Monday, September 08, 2008

What does it take really?

You know, I was just reading Rene's post and it really touched me deep. Tickled all sorts of emotions I didn't know I had before in me. Lotsa people have been commenting on the emotional element in my posts. I guess it's been a really turbulent year for me. Settling down, knowing wonderful people, building beautiful relationships, self discovery, evolution in dreams and hopes and then, moving on again. The entire cycle repeats. But I truly believe that I had taken away plenty from these relationships, friendships and experiences.

So the big question Rene posed..

What does it take for a relationship to work?

Attended Pei Hsien's wedding the past weekend. It was really beautiful. One of the few weddings that I could actually feel the genuinity of the union and the pureness of the love shared. It's really quite amazing, the distance that had kept them apart and that the passion they had for one another still burns so strongly after all these years.

So, back to the question. What does it take for a girl to be loved and cherished forever?
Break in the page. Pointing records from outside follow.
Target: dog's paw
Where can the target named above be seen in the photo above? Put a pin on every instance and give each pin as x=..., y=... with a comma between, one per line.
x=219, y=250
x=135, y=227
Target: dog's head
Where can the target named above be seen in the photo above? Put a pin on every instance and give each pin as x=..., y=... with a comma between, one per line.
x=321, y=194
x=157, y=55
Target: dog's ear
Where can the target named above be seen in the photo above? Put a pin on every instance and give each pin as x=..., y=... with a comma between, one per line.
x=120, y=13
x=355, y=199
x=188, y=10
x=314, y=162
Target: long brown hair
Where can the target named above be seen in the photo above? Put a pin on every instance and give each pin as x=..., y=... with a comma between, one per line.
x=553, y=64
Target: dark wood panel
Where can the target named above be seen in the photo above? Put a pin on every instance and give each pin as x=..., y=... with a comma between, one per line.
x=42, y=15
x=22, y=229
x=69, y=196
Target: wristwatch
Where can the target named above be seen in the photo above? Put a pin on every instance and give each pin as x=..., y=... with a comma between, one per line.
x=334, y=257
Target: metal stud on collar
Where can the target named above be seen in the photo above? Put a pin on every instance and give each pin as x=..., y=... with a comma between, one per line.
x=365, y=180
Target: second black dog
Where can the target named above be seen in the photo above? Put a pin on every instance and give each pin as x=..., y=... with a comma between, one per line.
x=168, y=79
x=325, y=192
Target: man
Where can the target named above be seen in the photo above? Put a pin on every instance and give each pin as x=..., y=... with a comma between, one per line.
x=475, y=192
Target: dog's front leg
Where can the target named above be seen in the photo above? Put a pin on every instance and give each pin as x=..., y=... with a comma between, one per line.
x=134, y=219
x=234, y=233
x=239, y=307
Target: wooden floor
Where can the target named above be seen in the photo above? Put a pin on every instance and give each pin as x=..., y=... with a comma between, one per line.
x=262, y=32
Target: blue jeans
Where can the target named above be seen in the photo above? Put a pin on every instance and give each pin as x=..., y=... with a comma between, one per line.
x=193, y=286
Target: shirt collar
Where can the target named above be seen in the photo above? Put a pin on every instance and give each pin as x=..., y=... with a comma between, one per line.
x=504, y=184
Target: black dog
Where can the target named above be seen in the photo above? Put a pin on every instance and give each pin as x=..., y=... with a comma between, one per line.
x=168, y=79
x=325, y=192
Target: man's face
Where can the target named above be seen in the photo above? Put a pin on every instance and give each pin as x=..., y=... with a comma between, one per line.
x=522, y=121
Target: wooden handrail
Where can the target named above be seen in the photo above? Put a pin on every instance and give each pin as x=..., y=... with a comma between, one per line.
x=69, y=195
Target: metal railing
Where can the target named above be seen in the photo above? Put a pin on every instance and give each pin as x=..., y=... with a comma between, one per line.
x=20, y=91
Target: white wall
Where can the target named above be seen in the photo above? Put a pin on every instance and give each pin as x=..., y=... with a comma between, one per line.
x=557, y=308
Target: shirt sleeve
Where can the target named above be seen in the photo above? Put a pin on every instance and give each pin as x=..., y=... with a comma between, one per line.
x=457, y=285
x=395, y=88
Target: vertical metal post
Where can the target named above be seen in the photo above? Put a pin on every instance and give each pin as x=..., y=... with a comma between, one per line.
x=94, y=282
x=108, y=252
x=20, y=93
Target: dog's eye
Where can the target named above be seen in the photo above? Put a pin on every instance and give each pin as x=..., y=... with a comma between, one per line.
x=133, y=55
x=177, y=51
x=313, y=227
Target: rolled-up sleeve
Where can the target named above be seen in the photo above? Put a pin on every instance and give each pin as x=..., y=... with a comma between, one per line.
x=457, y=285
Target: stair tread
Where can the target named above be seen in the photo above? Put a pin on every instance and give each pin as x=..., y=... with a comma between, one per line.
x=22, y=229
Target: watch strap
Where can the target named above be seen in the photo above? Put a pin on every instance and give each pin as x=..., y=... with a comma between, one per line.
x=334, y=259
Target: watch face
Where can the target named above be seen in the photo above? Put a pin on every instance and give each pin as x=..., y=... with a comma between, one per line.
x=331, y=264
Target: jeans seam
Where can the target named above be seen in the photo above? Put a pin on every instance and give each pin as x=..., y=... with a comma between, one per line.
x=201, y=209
Does she need to be pretty?

Does she need to be demure?

Does she have to be all obliging?

Does she need to constantly utter witty words to keep him entertained?

I don't know. Is love really so conditional?

Again, as Rene mentioned. All my life, I have been surrounded by smart, genuine, successful girls who are beautiful in every way possible. In fact, I have always felt a little overwhelmed being acquainted to them. I sometimes admire the perfect girls I see on the walkway, strutting their lovely heels, flipping their lustrous hair, glowing in their perfect complexions and wonder... how does it feel to be so perfect. Yet, does perfection = a successful relationship?

I know my relationships have been pretty controversial. I have my share of advice and being scolded from well- meaning friends. ( I appreciate the honestly, truly). But believe me, I believe in full commitment. I believe in sharing and sacrificing for your loved one. I believe in doing everything you can to see him happy. At the end of the day, just like anyone, I just want to be happy and be loved. :) You know, I used to think that you need to work hard to get. Even my mom tells me that. Lately, I have begun to think that being loved is not measured by how much you give.

Again, Rene's words really echos how I feel. ( I think she is really gorgeous inside out , smart and one of the nicest person in the world) . I know I'm not the prettiest yet I dont think Im the ugliest person in the world. I may not be a saint, but I'm not really the hardest person to live with. I'm not the valedictorian, but I think I do pretty well for a girl. I don't think I set such high standards or demands.

I know of girls who are so inconsiderate, so full of themselves, so undeserving yet so fortunate when it comes to being loved. So, it's not really about giving, is it? I'm still ever positive. But, bad things do happen to good people. Believe me, I have seen enough.

I'm curious really. Couples.. happy couples out there. Do please share. How do you know that he/ she is the one? What does one need/ not need to do to be loved and have faith that it'll last?

I am not complaining of not being treated right. In some ways, I have been really fortunate. Thank you, you and you for everything. I think, tough as us girls may all be, we all just want to be treated like princesses. To be cherished, respected and loved. Now, that's not too much to ask for, is it?

Thursday, September 04, 2008

In foreign land

Of course, it's only but 400 km away from where I used to call home ... and perhaps 800 km away from real home...

I must be sounding like a real baby.

I can't deny the homesickness. I can get used to it. This new life. I love the fitness culture here actually. Pretty uplifting to see fellow jogging aficionados around.

It's strange leaving KL after I've been there for sometime and gotten so used to it. I'm missing everyone. Amidst the hustle, I was too emotionally wrecked to remember thanking all these great people whom I wont get to see so often.

My fellow breakfast mates, great friends who keep me uplifted at work....


My kawan- kawan baik from MMU days who are some of my bestest friends now....both the guys and the gals... these all the people I confide my darkest secrets too!

I want my girls night out, shopping excursions and crazy jogging sessions back!!

eh, where is Sat? :D Of course not all my girls I have in the pic. Where are you Viv! Chu! Sue Anne!KHEK YANG!

More pals from work. In fact, I think I'm gonna miss the entire office. I never felt more happy to go to work each day....


Then there is Joey, and Jamie..and Julliana....
both these gals have been here the first day I joined Tyco and have been my makan partner, partners in crime ever since... I love you guys!!!


Thank you guys for the lovely farewells. Made me all choked up. The flowers, the gifts.. the catching up sessions.. the photograph sessions....

No worries! I'll be BACK! Watch out!

Monday, September 01, 2008

Hello

It's been a crazy weekend.

So surreal... me being here. Walking so much now. Getting used to everything. Accumulating a huge bill for streaming charges.

Mixed feelings... i would say.

Admittedly exciting. Fortunate that there are so many guardian angels out there looking out for me. Especially you.

I'm well.. adapting.

Looking forward to the wedding ahead.